Mubasher TV
Contact Us Advertising   العربية

MENA likely to issue above $80bn debt notes in 2019 - Report

MENA likely to issue above $80bn debt notes in 2019 - Report
Foreign-currency bonds and sukuk sales in MENA stood at $84 billion in 2018

Mubasher: The Middle East and North Africa (MENA) region is expected to see as much as $80 billion in hard currency-denominated bonds and sukuk issues this year, according to a white paper co-authored by Emirates NBD Asset Management, KAMCO Investment Company and Fisch Asset Management.

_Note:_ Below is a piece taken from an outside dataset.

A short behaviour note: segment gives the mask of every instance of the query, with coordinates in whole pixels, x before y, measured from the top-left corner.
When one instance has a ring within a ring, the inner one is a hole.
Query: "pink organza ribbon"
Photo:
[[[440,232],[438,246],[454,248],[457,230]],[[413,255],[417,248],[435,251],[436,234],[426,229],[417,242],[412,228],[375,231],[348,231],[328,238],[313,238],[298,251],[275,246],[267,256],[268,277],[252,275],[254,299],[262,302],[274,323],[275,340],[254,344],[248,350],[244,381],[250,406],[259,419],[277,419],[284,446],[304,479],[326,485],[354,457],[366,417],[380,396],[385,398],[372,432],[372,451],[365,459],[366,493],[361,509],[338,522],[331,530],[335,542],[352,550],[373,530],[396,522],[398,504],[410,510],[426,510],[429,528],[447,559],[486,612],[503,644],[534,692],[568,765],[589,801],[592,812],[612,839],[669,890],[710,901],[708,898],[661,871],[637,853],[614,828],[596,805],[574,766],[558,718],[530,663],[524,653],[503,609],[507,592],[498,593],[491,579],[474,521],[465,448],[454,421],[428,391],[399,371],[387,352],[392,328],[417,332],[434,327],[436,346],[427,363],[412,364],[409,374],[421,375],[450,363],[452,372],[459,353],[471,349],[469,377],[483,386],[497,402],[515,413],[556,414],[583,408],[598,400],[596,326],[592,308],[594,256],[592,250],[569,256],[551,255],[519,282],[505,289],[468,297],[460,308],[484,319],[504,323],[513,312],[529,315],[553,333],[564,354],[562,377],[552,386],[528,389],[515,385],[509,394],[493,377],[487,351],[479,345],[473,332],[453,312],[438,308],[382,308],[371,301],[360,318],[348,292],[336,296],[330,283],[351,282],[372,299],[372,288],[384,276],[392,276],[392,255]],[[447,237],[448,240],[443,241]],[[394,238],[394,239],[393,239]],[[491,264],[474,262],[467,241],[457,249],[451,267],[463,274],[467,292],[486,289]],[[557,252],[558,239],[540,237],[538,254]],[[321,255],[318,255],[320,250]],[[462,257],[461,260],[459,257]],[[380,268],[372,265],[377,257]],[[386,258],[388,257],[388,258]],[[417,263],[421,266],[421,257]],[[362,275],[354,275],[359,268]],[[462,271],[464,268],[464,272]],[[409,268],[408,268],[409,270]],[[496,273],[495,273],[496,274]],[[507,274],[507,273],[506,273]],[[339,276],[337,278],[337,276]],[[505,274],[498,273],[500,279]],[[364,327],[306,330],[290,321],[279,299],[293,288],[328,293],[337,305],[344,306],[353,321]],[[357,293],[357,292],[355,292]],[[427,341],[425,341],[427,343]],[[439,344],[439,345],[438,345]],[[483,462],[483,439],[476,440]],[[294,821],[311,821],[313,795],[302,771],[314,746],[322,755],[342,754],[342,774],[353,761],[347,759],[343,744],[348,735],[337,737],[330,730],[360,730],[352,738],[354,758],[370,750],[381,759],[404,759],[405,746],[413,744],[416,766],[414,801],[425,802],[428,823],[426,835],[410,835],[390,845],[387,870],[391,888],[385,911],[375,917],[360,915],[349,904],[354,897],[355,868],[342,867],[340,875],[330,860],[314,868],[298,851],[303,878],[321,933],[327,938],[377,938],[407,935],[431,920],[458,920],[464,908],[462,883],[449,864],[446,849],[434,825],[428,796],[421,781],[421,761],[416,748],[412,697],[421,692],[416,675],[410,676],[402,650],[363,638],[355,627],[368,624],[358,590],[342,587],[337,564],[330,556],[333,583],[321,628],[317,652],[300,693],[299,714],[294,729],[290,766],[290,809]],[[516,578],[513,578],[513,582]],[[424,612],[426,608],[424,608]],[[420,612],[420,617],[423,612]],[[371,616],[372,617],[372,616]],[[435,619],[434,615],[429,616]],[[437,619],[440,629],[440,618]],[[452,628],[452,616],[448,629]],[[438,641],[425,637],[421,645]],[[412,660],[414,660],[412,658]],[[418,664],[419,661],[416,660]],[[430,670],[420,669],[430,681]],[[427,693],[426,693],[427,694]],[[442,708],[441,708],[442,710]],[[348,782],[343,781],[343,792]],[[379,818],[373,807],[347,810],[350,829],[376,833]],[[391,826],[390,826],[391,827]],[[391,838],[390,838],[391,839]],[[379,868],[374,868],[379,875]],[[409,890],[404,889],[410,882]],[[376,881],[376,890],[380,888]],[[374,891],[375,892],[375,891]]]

Foreign-currency bonds and sukuk sales in MENA stood at $84 billion in 2018, with a growing demand for new debt issues as regional debt was oversubscribed by 2x -2.5x, the paper entitled “MENA debt: an evolving world for fixed income investors” found.

Demand is expected to remain high in 2019 as GCC bonds are included in the JP Morgan EMBI index series, it said

Since the beginning of 2019, the GCC countries have delivered $9.1 billion in bond and sukuk issuance from both sovereigns and corporates, including the Saudi sovereign, First Abu Dhabi Bank (Sukuk) and Dubai Islamic Bank (AT1), it added.

State-run Saudi Aramco is also expected to issue debt notes in the second quarter of 2019 to finance the acquisition of its stake in the Saudi Basic Industries Corp (SABIC).

Regional gross government debt surged from 29.7% of gross domestic product (GDP) in 2014 to 44.4% in 2018, after a series of issuances, KAMCO Investment Company’s head of investment research said. 

“Fiscal deficits for most MENA countries have been the reason for an increase in government debt, and this trend is expected to continue in 2019,” Faisal Hasan explained.

In 2018, GCC fixed income secured a safe haven during a sustained emerging market sell-off period, the CFA, director Fixed Income at Emirates NBD Asset Management highlighted.

As for this year, Parth Kikani said that “risks are more balanced” as investors will need to be more conscious in credit selection.

“While risks stem from further oil price volatility, increased issuance and geopolitical uncertainty, investors may benefit from attractive risk premiums, improving fundamentals and the benefits of index inclusion leading to efficient price discovery,” he added.

For his part, Philipp Good, CEO and Head of Portfolio Management at Fisch Asset Management, said, “Until a new equilibrium in the [US] rate market is found, emerging markets remain attractive alternatives for allocation, with GCC countries among the most appealing of all. Most countries are pushing their reform agendas, and the balancing of the pace of reform will be one of the key drivers for stability in the region.”